Para a psicóloga, esse tipo de código nasce muito mais da repetição do que da reflexão. “Esses ‘códigos’ vão sendo construídos a partir de crenças da sociedade, as pessoas vivem, observam, repetem e acabam moldando o que é considerado aceitável ou não, o que chamamos de efeito manada. Por isso que não é saudável, porque passamos a aderir a essa ideia de forma automática sem ter um senso crítico e sem analisar os contextos individuais.'

Na prática, isso significa que cada relação funciona de um jeito. O que pode ser aceitável para alguns pode não ser para outros. Por isso, mais importante do que seguir um “código geral' é entender o que foi construído entre aquelas pessoas.

Mas, no meio disso tudo, surge uma dúvida comum e quase sempre carregada de julgamento: existe, de fato, uma obrigação moral de amigos evitarem ex-parceiros?

“Moral não, não é uma regra. Essas ideias foram criadas pela sociedade historicamente. Cada relação tem seus acordos, seus valores, suas percepções. Cabe às pessoas terem responsabilidade afetiva e respeitar esses acordos, e ao mesmo tempo compreenderem que todos têm direito de fazer suas escolhas afetivas.'

Sentir não é o problema. A dor existe, é real e, muitas vezes, inevitável. O ponto de virada está no que se faz com ela, se vira diálogo ou cobrança, se vira reflexão ou tentativa de controle.

“Quando as pessoas passam a acreditar que o outro tem obrigações na relação e, a partir disso, impõem suas próprias opiniões como se fossem as únicas corretas, desconsiderando a perspectiva do outro.'

No fundo, o que dói nem sempre é o amor. “Muitas vezes não é o amor que dói. Pode ser a sensação de substituição, rejeição ou competição.

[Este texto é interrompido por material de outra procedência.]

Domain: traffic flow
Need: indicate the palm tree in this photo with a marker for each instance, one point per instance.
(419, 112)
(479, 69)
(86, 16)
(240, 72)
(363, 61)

Esse sofrimento pode significar muitas coisas e por isso é fundamental observar com atenção para como aquilo nos afeta e o que diz sobre nós mesmos.'

Ver alguém do passado com alguém do presente, ainda mais alguém próximo, pode ativar feridas antigas.

“Podem ser crenças de abandono, traição, desvalorização, inadequação, comparação, sentimentos de ciúme, inveja, tristeza, raiva, frustração, ansiedade, além de gatilhos de situações passadas em relacionamentos anteriores.'

E, inevitavelmente, isso toca na autoestima.

A autoestima é sobre a forma como nos percebemos, como lidamos com nossas próprias questões e com o mundo à nossa volta. Quando a pessoa é mais madura emocionalmente, mais bem resolvida e com maior tolerância à frustração, esse tipo de problema tende a ser enfrentado de forma um pouco mais equilibrada, o que não anula o fato disso gerar um sofrimento', explica a psicóloga Adriana Vinholi.

No fim, a psicóloga responde que talvez a questão não seja sobre permitir ou proibir, mas sobre como cada um lida com suas próprias emoções e com as escolhas do outro.

“Agir com empatia é sobre comunicar ao outro com clareza aquilo que sente, aquilo que é importante e que gera possíveis expectativas', orienta.

E sim, existe uma forma possível de dizer: eu entendo sua dor, mas essa é a minha escolha.

“Importante pensar em uma comunicação mais assertiva, esclarecedora, pacífica, empática, pensando no que é dito, como é dito, a postura e o tom da voz para que não soe agressivo ou conflituoso e ao mesmo tempo também se colocar à disposição para ouvir e acolher o outro que sofre com isso', finaliza.